Many small stations and railway lines closed under the Beeching cuts of the 1960s should be reopened, according to the Transport Secretary.
Grant Shapps told the Commons he would support opening long-closed railway links to help improve public transport and connectivity in the UK.
Asked about plans to open a section of the Market Harborough line as part of the Oxford to Cambridge “expressway”, Mr Shapps said he backs the project.
He said he would also support further reopening of smaller railway links closed in the 1960s under the recommendations of former British Rail chairman Richard Beeching.

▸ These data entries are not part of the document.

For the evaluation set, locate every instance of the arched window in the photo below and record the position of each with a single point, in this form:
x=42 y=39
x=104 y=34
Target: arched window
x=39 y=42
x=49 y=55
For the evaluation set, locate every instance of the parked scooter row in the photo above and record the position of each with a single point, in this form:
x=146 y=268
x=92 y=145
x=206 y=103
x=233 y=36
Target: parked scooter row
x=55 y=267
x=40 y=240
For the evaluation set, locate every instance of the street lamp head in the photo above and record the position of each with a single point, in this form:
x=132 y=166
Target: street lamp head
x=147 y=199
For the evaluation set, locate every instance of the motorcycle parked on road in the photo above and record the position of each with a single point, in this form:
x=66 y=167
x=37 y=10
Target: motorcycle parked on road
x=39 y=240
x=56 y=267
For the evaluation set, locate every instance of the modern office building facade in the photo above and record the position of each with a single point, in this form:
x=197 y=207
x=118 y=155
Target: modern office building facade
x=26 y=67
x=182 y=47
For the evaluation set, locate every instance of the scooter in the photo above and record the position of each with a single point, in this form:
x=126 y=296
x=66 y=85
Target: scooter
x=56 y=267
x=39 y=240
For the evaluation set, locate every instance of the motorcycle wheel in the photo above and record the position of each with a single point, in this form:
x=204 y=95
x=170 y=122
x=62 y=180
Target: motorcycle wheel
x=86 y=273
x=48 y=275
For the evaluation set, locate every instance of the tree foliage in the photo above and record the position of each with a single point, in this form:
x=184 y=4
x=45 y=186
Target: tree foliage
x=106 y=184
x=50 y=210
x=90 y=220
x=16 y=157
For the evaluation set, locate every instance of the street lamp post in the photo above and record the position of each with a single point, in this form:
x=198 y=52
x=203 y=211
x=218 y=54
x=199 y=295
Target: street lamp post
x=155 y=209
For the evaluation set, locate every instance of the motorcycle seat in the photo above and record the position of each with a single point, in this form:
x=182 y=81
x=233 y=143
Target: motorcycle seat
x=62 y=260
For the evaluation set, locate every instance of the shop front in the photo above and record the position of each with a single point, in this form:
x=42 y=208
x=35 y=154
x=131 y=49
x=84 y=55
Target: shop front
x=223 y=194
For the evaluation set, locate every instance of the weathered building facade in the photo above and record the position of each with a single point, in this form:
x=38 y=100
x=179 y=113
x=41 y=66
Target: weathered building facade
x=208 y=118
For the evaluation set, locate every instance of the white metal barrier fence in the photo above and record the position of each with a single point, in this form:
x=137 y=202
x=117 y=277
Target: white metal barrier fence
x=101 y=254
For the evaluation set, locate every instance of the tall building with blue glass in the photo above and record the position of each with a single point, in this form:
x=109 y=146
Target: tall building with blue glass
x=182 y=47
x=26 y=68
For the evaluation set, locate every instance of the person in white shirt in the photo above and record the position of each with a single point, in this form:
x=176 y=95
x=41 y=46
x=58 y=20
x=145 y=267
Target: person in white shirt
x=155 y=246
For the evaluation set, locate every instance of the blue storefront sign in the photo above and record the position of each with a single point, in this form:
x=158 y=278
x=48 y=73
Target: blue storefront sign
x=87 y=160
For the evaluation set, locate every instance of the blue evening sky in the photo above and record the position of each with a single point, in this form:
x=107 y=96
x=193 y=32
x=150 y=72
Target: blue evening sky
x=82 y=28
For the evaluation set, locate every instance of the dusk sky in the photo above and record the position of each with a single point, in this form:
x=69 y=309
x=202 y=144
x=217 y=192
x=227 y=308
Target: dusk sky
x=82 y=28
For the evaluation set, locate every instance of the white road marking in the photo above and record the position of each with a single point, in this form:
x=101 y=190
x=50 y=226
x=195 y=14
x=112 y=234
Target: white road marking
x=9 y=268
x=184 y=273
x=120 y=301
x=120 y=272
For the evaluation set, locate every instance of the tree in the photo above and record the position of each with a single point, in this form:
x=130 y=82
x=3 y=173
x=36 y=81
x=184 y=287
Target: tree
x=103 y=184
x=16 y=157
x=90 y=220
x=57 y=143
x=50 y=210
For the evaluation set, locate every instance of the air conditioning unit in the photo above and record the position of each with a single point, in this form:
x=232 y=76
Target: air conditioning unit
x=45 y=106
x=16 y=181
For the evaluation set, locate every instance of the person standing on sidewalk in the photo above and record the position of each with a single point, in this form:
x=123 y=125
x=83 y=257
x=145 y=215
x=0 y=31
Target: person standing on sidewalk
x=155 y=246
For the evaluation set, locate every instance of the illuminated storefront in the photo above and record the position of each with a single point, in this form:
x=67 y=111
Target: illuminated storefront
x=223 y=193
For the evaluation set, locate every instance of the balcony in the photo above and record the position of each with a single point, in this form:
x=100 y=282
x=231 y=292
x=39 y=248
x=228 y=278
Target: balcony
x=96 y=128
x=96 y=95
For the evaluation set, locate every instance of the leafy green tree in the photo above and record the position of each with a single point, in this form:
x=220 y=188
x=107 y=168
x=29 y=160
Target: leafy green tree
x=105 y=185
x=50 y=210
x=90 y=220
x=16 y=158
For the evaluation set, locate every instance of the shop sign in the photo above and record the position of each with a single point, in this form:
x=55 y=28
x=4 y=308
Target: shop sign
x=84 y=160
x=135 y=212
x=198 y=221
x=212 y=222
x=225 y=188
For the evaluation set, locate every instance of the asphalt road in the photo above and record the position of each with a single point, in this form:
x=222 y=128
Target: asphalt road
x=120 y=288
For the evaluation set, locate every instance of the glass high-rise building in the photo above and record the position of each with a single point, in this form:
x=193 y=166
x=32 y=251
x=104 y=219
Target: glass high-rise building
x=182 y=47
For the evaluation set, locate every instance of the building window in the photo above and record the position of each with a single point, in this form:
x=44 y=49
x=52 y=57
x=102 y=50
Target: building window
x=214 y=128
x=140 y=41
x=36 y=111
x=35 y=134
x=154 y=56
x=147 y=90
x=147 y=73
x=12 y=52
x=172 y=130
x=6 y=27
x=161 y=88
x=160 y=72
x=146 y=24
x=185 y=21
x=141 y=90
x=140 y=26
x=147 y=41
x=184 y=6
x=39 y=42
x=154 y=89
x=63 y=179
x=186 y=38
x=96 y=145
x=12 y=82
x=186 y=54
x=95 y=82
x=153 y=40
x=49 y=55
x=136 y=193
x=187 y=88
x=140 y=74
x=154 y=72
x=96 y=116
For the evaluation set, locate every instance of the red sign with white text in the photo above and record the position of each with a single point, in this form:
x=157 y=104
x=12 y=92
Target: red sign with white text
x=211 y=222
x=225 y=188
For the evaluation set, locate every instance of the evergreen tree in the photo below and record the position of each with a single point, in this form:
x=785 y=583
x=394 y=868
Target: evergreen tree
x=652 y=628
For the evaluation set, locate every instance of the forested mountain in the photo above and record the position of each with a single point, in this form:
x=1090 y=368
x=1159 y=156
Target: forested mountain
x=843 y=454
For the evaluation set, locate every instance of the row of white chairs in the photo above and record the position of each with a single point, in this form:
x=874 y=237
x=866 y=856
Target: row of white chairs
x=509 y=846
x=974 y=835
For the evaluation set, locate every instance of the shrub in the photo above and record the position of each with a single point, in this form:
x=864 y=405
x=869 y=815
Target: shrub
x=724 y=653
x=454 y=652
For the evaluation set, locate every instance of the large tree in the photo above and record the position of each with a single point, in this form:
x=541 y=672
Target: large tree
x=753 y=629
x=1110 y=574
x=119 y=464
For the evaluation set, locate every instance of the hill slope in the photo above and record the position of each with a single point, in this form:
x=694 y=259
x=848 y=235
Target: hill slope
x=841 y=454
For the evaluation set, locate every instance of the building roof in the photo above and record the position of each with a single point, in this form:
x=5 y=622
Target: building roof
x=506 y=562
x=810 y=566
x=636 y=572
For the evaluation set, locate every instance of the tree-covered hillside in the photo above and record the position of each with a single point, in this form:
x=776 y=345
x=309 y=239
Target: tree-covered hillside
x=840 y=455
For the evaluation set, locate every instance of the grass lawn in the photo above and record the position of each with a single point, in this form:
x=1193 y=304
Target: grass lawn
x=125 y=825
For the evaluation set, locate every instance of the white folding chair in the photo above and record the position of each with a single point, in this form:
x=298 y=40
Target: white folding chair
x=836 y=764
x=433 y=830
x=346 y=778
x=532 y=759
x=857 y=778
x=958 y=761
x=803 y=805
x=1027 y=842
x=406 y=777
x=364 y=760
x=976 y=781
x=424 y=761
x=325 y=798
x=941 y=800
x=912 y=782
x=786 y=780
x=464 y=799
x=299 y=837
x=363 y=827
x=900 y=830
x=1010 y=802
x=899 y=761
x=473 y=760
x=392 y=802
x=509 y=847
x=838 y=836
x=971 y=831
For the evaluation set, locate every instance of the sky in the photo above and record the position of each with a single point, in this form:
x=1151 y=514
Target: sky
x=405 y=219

Mr Shapps said: “I have to say I am also supportive of the reopening of a lot of these smaller lines closed under the Beeching cuts under the Labour government of the time, and I would like to see how we can get as many of these opened as possible.”
MPs heard that good rail links are important for local economies in the UK. He said poor rail services are “unacceptable”, but rejected claims that nationalising services would bring improvements for passengers.
Mr Shapps said: “It is unacceptable to have these poor services running. That is why the Williams Review is so important.
“I don’t agree that nationalisation is the answer, not least because railway numbers have doubled since the privatisation. There is a lot more to do.”
What were the Beeching cuts?
The Beeching cuts were a reduction of route network and restructuring of the railways in Great Britain, according to a plan outlined in two reports between 1963 and 1965. The Reshaping of British Railways and The Development of the Major Railway Trunk Routes were written by Dr Richard Beeching.
Most of the Beeching cuts took place during Labour Prime Minister Harold Wilson’s first period in office (1964-70).
But the Beeching review, which recommended even more drastic cuts to the railway network, was ordered by the previous Conservative government.
One of the last major lines to be closed was the Waverley route from Carlisle to Edinburgh. The reopening of a 35-mile section of the line was approved in 2006.
Several other Beeching lines have been partially or wholly reopened, including a number rescued by enthusiasts for heritage railways, but most remain closed.